I peeked around the stroller, expecting to see a big belly but it was flat as a board. I, of course, asked her how far along she was and when she was due - just 8 weeks along - so she's probably still really excited to bring it up to anyone who will listen that she's having a baby. For some reason, credit it to word vomit I guess, I told her, "Don't worry, it's easier than you think. I mean in general." She gave me this relieved smile like ohthankgodit'sgoingtobeokay.

via
[Couldn't find the origins, so if someone sees it,
let me know and I'll give proper credit!]
After she left, I started asking myself why I told her that. It's not easier than you think and I basically just fed her the lie of the century. Parenting is by far the hardest thing you will ever, in your whole entire life, partake in. It is grueling and exhausting and rewarding and gut-wrenching and hard as hell, so why in the world did I tell her that it easy? When she's up five nights in a row, living on coffee and fumes, she's going to start cursing the day she ever ran into the girl nursing in the Macy's bathroom for telling her it was easy. Crap.

But really, I think there is something to be said for softening the heavy blow that comes with being a new parent. Instead of instilling fear around birth and newborns and toddlers and all of that, it's important to be supportive. To say, "Hey, you'll live. I did. You can do it." There should be camaraderie in motherhood. Everyone has their horror stories (uh, hello, I swore to my mom on February 17th of this year that I am not having any more children), but the important thing is that they will survive.
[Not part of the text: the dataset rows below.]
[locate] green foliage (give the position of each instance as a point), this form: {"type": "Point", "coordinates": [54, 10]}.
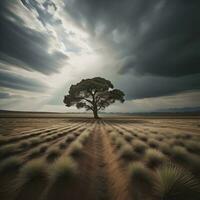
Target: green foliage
{"type": "Point", "coordinates": [93, 94]}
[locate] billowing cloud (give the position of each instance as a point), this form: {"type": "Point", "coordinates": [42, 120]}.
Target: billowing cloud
{"type": "Point", "coordinates": [149, 49]}
{"type": "Point", "coordinates": [157, 37]}
{"type": "Point", "coordinates": [25, 47]}
{"type": "Point", "coordinates": [19, 82]}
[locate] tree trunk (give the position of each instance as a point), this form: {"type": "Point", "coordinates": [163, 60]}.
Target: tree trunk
{"type": "Point", "coordinates": [95, 114]}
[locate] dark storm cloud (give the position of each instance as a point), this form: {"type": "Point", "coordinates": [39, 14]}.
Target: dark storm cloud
{"type": "Point", "coordinates": [152, 86]}
{"type": "Point", "coordinates": [162, 37]}
{"type": "Point", "coordinates": [24, 47]}
{"type": "Point", "coordinates": [44, 16]}
{"type": "Point", "coordinates": [5, 95]}
{"type": "Point", "coordinates": [15, 81]}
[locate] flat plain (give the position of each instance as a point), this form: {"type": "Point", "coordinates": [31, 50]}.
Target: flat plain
{"type": "Point", "coordinates": [113, 158]}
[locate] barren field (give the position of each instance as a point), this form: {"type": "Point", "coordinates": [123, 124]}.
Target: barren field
{"type": "Point", "coordinates": [108, 159]}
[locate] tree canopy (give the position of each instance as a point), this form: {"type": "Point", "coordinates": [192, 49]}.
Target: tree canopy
{"type": "Point", "coordinates": [93, 94]}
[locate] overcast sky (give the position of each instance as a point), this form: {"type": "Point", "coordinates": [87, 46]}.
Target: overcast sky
{"type": "Point", "coordinates": [148, 49]}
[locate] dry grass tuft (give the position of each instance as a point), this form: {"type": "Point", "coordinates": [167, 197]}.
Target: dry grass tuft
{"type": "Point", "coordinates": [139, 146]}
{"type": "Point", "coordinates": [154, 158]}
{"type": "Point", "coordinates": [64, 171]}
{"type": "Point", "coordinates": [153, 143]}
{"type": "Point", "coordinates": [176, 183]}
{"type": "Point", "coordinates": [53, 154]}
{"type": "Point", "coordinates": [10, 165]}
There will be tears, yes. Both by mom and baby. And late nights with no sleep and days you wish you could teleport back to 2004, when the only thing you had to worry about was what time you should head to the beach after class. But then there are the joys of your child learning his first word.  When they tell you how much they love you. Learning to walk and crawl and sing and dance.

I'm glad I lied to her. Maybe she won't remember me at all or maybe she'll think I'm crazy. I know she'll hear lots of bad stuff along the way, but I hope she remembers that even though it's really hard, it's easier than you think. Just look at your sweet baby's face.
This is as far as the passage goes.